Parsing XML is expensive

Using tests to identify performance issues

Posted by John Thomas 3-Aug-2016

These days, testing your code is easy. Tools like RSpec are mature, giving you little excuse to not having good test coverage over your code. (And don't forget that TDD is sexy...) Most people find that tests can improve the design of the code, and that tests give visibility and feedback nearly instantaneously. Today I found another great benefit of unit tests: identifying performance bottlenecks.

It's easy to get lost in building new features and meeting deadlines, while forgetting to benchmark code. I was running my RSpec test suite the other day, and noticed some rather sluggish behavior. These tests where entirely composed of unit tests; no integration tests where there slowing down performance. Annoyed with the length of my tests, I dug deeper into which tests were taking too much time. I noticed a couple things:

1) My tests were not written well :).

I had a lot of tests that were there solely to validate certain data transformations. Transformations that would be done by a single method.
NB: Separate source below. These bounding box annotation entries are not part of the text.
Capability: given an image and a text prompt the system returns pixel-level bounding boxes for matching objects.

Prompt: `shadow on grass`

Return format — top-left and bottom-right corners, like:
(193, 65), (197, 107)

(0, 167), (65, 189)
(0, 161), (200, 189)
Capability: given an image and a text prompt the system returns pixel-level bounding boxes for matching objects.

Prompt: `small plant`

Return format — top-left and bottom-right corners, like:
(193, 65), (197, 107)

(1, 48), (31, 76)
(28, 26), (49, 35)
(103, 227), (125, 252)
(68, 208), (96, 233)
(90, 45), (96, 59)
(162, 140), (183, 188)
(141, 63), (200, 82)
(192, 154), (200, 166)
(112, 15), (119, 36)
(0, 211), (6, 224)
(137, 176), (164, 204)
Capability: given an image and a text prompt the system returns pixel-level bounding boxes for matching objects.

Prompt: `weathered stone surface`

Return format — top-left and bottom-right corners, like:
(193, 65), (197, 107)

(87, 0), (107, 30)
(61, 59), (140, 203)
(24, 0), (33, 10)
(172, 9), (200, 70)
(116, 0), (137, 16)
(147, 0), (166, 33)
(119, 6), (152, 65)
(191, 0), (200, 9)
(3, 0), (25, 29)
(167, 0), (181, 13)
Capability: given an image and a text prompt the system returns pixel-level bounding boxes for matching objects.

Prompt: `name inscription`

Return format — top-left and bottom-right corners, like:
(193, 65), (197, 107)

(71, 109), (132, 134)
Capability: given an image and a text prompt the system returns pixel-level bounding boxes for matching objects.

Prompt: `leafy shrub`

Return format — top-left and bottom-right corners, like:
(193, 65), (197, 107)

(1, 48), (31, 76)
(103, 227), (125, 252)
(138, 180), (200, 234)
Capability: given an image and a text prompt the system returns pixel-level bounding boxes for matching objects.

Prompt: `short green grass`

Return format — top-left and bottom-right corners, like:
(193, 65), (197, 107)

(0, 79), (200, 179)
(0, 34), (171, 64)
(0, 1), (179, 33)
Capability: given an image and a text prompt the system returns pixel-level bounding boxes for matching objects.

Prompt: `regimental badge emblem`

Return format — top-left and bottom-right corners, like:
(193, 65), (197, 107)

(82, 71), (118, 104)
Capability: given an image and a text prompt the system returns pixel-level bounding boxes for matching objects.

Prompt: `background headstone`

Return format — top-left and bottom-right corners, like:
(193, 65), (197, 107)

My tests looked like this:

context '#transform_data' do

  before do
    @my_data = MyDataObject.new
    @my_data.transform_data
  end

  it 'sets key1' do
    expect(@my_data["key1"]).to_no eq(nil)
  end

  ...

  it 'sets key2' do
    expect(@my_data["key2"]).to_no eq(nil)
  end


end

Since I was doing validation in all of my 'it' assertions, and no transformation, I could have used a before(:all) block to call the #transform_data() method only once. That would have made my test suite run much faster, but at the time I didn't care, as my tests were "dry".

2) The #transform_data() funciton was slow.

The fact that I was running #transform_data() on every assertions actually allowed me to recognize how slow that method was. Looking into this method, I could see that it was basically just parsing XML and then transforming the data into a modified structure. Although I thought I knew the culprit, I ran some profilers to see what was taking so long. Sure enough, it was the XML parser. Up to this point I was parsing XML using the standard Hash.from_xml() method. Needless to say, I was able to replace that method with a much more efficient XML to Hash parser (XmlHasher.) After I made the change, the method was about 3 times faster, my test suite ran much faster, and I was a happy coder again.

The interesting part about this is that the Hash.from_xml() method only took a couple hundred milliseconds to complete (this was a rather large XML string.) And there was almost no way that I would have noticed a 100ms slowdown without running a profiler on my code (something I probably should have done.) It was actually due to my inefficient tests that I was able to notice this potential performance issue.